VIDEO: What is the world worth? Putting nature on the balance sheet

For those of you who missed, Pavan Sukhdev’s recent lecture in Sydney, or you’d like to catch it again, you can watch it on ABC’s Big Ideas.

Pavan Sukdev | What is the world worth? Putting nature on the balance sheet.

Environmental damage is already costing us trillions a year, according to Pavan Sukhdev, head of the UN Green Economy Initiative. Sukhdev applies numbers to things that nature does for free – like purifying drinking water, supplying food and fuel, protecting coasts from storms, and generally keeping humans alive and healthy.

The cost of the global financial crisis stunned the world, with an estimated $862 billion in direct government bailouts alone. After years of running down our natural capital, are we getting close to an environmental version of the credit crunch?

Climate change has been grabbing most of the headlines in recent years, but we are now up against many environmental limits at once. Sukhdev looks at what this tells us about the limitations of our economic system and how it needs to change.
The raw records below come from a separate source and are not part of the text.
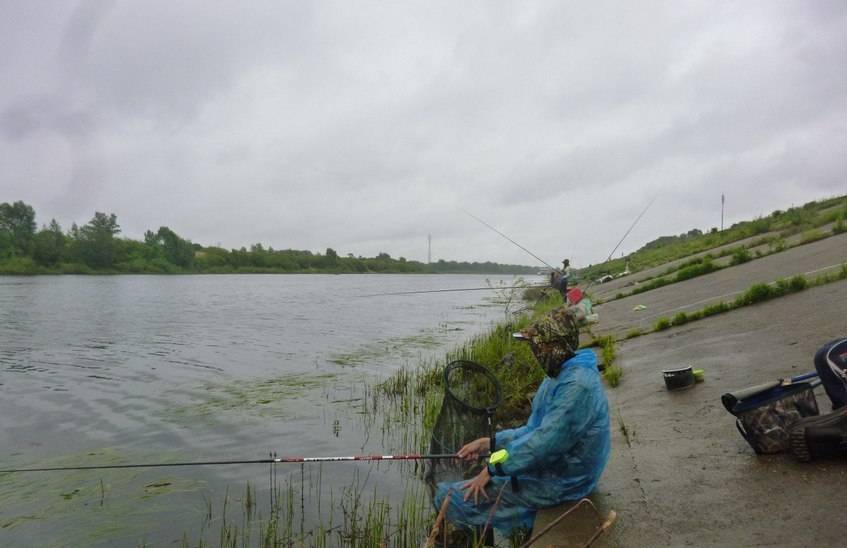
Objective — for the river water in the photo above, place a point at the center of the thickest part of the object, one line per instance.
(119, 369)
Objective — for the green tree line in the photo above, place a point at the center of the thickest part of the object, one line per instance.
(97, 247)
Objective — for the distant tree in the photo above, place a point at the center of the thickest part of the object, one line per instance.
(177, 250)
(49, 245)
(17, 228)
(97, 245)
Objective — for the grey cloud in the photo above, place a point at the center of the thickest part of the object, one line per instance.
(366, 127)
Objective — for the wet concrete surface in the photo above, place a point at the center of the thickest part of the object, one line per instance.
(625, 284)
(682, 475)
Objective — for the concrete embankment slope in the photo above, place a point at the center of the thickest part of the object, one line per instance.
(682, 475)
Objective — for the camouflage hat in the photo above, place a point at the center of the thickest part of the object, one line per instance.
(554, 338)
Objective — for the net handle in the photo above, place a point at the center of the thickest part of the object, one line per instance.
(473, 366)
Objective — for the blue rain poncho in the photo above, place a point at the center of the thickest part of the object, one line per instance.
(557, 456)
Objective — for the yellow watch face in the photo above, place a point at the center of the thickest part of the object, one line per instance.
(499, 457)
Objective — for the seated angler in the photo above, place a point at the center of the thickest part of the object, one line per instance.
(557, 456)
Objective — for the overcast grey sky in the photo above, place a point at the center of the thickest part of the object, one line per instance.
(365, 126)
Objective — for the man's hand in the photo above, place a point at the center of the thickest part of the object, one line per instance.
(474, 449)
(476, 486)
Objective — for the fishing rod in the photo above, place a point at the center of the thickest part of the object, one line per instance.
(272, 460)
(635, 222)
(488, 288)
(545, 263)
(632, 226)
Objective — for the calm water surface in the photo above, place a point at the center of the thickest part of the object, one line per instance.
(149, 368)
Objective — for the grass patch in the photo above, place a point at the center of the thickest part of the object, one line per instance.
(680, 318)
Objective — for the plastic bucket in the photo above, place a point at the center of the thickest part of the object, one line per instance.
(679, 379)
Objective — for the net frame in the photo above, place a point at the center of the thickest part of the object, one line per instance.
(462, 420)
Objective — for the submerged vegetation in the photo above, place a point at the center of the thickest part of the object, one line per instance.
(97, 248)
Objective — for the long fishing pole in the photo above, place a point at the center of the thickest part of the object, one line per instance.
(488, 288)
(632, 226)
(635, 222)
(274, 460)
(545, 263)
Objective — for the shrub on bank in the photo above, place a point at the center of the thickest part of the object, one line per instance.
(662, 324)
(740, 255)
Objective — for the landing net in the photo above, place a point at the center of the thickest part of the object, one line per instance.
(471, 395)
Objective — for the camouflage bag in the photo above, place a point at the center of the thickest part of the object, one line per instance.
(764, 419)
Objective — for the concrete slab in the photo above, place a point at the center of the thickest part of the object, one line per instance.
(681, 475)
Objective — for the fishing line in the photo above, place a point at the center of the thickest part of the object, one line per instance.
(272, 460)
(635, 222)
(545, 263)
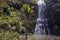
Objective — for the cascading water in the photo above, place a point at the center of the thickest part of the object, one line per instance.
(42, 21)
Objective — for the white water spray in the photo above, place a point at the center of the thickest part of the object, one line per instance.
(42, 24)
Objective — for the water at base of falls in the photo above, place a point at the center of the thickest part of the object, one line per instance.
(42, 24)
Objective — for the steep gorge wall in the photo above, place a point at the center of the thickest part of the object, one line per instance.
(53, 14)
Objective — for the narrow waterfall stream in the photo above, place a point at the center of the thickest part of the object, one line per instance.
(42, 21)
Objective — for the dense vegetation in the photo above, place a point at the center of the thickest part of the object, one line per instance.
(16, 16)
(19, 16)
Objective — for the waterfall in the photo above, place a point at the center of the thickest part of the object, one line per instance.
(42, 21)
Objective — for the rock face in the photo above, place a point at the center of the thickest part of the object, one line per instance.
(53, 14)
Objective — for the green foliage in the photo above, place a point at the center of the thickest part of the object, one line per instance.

The pioneering economist (who also works for Deutsche Bank) describes what the global economy would look like with nature on the balance sheet – and what that means for Australia.

His talk was presented by the Centre for Policy Development at the Sydney Opera House. Afterwards, Pavan Sukhdev joined a panel consisting of leading business people, climate change advocates and scientists.

Pavan Sukhdev is special advisor to the UNEP’s Green Economy Initiative, and study leader of The Economics of Ecosystems and Biodiversity (TEEB). Sukhdev has extensive experience in finance, economics and science and is a board member of Deutsche Bank’s Global Markets Centre Mumbai, a dedicated front-office offshoring hub for Global Markets and a market “first” of its kind. At Deutsche Bank, his roles included being Chief Operating Officer for the Bank’s Asian Global Markets business, Head of Money Markets division for Global Markets Asia, and Chief Operating Officer for the Bank’s Global Emerging Markets division, based in London.

Sukhdev’s long-standing interest in environmental economics and nature conservation includes working with the Green Indian States Trust, where he has published work on preparing comprehensive ‘Green Accounts’ for India and its States, a first among developing countries.

And in his spare time, Sukhdev manages an award-winning eco-tourism and rainforest restoration project in Tarzali, North Queensland, Australia, as well as an organic tea and coffee plantation in the Nilgiri hills, in south India.

Joining Pavan Suhkdev on for a panel discussion are CPD’s Miriam Lyons, Jennifer Westacott (KPMG), Peter Cosier (Wentworth Group of Concerned Scientists) and Paul Gilding (Wentworth Group of Concerned Scientists).